Une petite bourgade au fin fond des Etats Unis, un shérif à trois semaines de la retraite …
Et nous voilà plongé dans une ambiance mystérieuse … faite de silence et de non dits ! On y découvre des personnages torturés, empreints de culpabilité … où le passé hante encore le présent !
Le récit est subtil, entre poésie et « réalité brute », pas d’emphase mais un roman susurré , chuchoté … Un souffle qu’il faut saisir !
Une écriture à la « patte » toute particulière !! Le point fort de ce roman.
Une intrigue où l’on se laisse « séduire » et un dénouement surprenant !! Pourquoi pas !!
Un hymne à la nature et sans aucun doute une « dénonciation » des ravages de l’homme moderne !!
Je me suis laissée emporter par ce polar littéraire où « deux pôles » s’opposent pour peut-être mieux s’attirer !!
Le Figaro « Dans ce polar littéraire où les paysages tiennent la vedette, certaines scènes sautent au visage. »

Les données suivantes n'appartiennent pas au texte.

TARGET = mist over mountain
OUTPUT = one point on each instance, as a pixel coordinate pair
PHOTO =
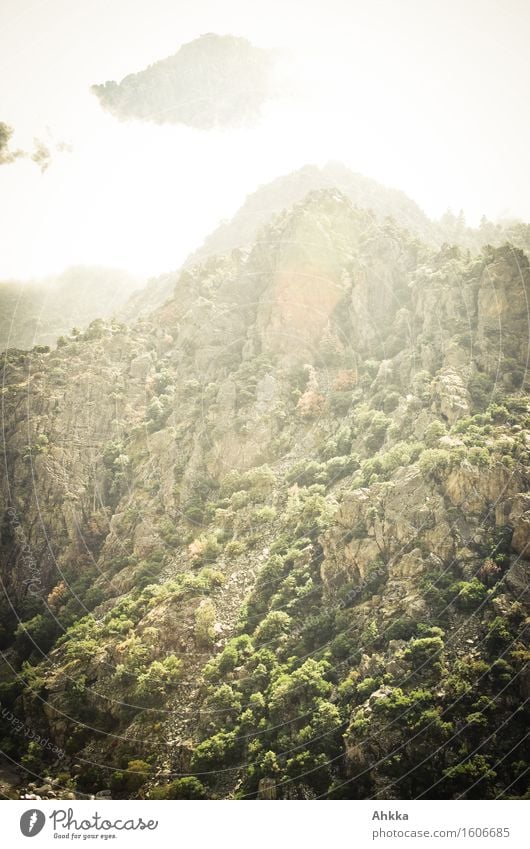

P 13 « Lorsque le soleil colore encore les montagnes, des êtres aux ailes de cuir noir tournoient déjà à faible hauteur. Les premières lucioles clignotent, indolentes. Au-delà de cette prairie des cigales s’emballent et ralentissent comme autant de machines à coudre. Tout le reste paré pour la nuit, hormis la nuit elle-même. Je regarde l’ultime lueur s’élever au-dessus de la rase campagne. Au sol des ombres suintent et s’épaississent. Des arbres en cercle forment des rives. La prairie se mue en étang qui s’emplit, à la surface des dizaines de sezannes-aux-yeux-noirs.

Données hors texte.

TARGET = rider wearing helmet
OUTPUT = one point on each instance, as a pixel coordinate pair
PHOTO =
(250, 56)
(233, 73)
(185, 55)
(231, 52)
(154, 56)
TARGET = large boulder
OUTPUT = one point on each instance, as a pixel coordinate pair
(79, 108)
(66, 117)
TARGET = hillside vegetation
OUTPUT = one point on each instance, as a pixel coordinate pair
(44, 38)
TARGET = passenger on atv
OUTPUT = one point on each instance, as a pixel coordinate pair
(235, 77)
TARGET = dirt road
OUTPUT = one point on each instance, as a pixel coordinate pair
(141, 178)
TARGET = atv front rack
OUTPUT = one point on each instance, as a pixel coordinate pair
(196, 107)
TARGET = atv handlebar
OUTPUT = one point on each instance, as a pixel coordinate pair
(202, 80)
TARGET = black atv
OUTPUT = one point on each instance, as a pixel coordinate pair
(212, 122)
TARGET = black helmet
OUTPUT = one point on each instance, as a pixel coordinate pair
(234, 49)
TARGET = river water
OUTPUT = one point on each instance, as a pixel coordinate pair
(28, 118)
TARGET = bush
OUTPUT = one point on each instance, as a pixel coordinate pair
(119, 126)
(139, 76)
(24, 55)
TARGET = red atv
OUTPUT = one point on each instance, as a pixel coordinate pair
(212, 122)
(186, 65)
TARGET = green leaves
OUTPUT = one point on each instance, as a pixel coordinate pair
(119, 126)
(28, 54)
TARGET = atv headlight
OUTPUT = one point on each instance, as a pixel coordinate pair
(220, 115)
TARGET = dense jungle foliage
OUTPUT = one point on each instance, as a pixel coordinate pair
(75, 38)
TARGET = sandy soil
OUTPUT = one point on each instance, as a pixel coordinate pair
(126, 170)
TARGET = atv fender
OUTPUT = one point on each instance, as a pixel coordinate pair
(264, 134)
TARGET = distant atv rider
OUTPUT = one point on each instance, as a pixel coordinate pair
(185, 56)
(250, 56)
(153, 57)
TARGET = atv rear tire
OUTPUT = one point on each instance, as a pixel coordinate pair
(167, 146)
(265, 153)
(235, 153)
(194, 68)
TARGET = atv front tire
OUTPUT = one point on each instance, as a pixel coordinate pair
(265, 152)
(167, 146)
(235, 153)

P 17 « Où donc une histoire, quelle qu’elle soit, débute-t-elle vraiment ? Un évènement ne peut se produire sans que d’autres ne se soient déjà produits. Je pourrais prétendre que cette histoire débuta avec les cours d’arts plastiques que je suivis en classe de troisième, ou avec des promesses rompues, l’une par Becky Shytle et l’autre par moi, ou bien encore qu’elle commença le jour où la manche s’une chemise vint se prendre dans les dents d’une botteleuse à foin. Mais non, je dirais plutôt que ce fut le lundi où, pour la première fois, je vis le téléphone bleu, ce même téléphone que j’eus en main un bref instant le vendredi suivant. »

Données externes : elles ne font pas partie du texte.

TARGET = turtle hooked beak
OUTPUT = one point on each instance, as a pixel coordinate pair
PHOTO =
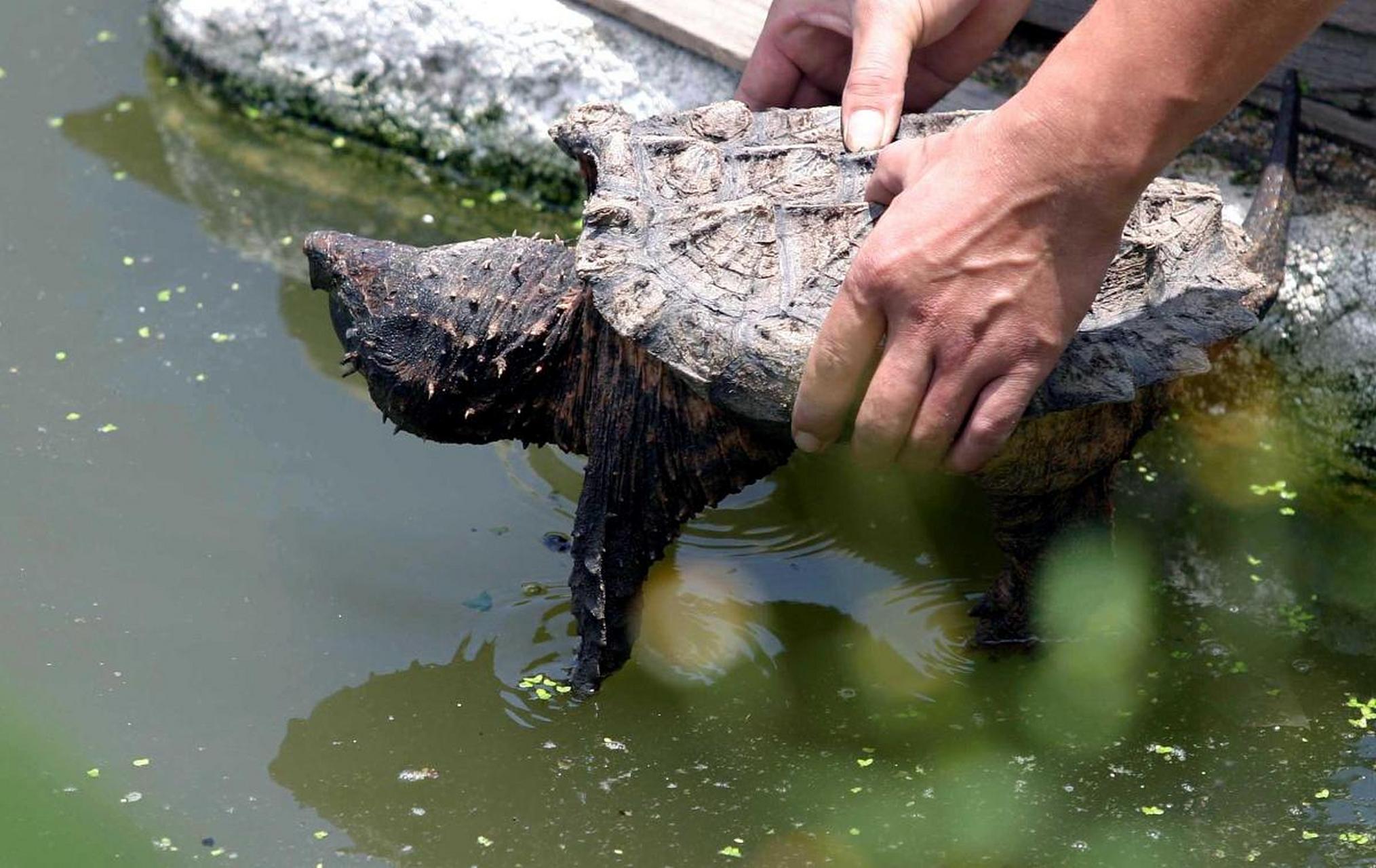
(334, 259)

« Alors que je pénètre dans les bois, c’est le parfum ample et pur des sapins baumiers. Plus loin, la senteur de moisi gorgée d’ombre. Par des trouées dans la voûte des arbres, le ciel use de pailles de soleil pour aspirer et assécher le terreau de feuilles baigné d’humidité. Pendant une minute, pas un bruit. Je recueille ce silence, le loge en moi …. »
p 104
« Dans une zone aussi rurale que la nôtre, tout le monde est rattaché à tout le monde, si ce n’est par les liens du sang du moins de quelque autre façon. Dans les pires moments, le comté ressemblait à une toile gigantesque. L’araignée remuait et de nombreux fils reliés les uns aux autres se mettaient à vibrer. Quand j’entrai dans le café un grand silence envahit la salle, signe que les gens savaient déjà. Quelques conversations reprirent, mais à mi-voix, des paroles échangées concernant la météo ou la pêche, le genre de sujet dont on parle quand tout le reste est exclu. »

P 187 « Vous n’êtes pas obligés de comprendre les mots (…). Laissez simplement les sons pénétrer en vous, comme tout ce que vous voyez, respirez et touchez. »
P 220 « Promettez-moi, les enfants, pas un mot, avait murmuré Mme Abernathy. Puis elle nous avait conduit en file indienne le long du couloir vers la porte du sous-sol, dans la sensation de grotte des murs resserrés et de la fraîche obscurité. Je suis le dernière; je tends le bras pour prendre la main de Mme Abernathy tandis que nous descendons … »
« Nous y sommes presque lorsque son chhhhhut nous fige. Des pas descendent l’escalier et s’arrêtent à mi-chemin. Mes mains se cramponnent à celle de Mme Abernathy. »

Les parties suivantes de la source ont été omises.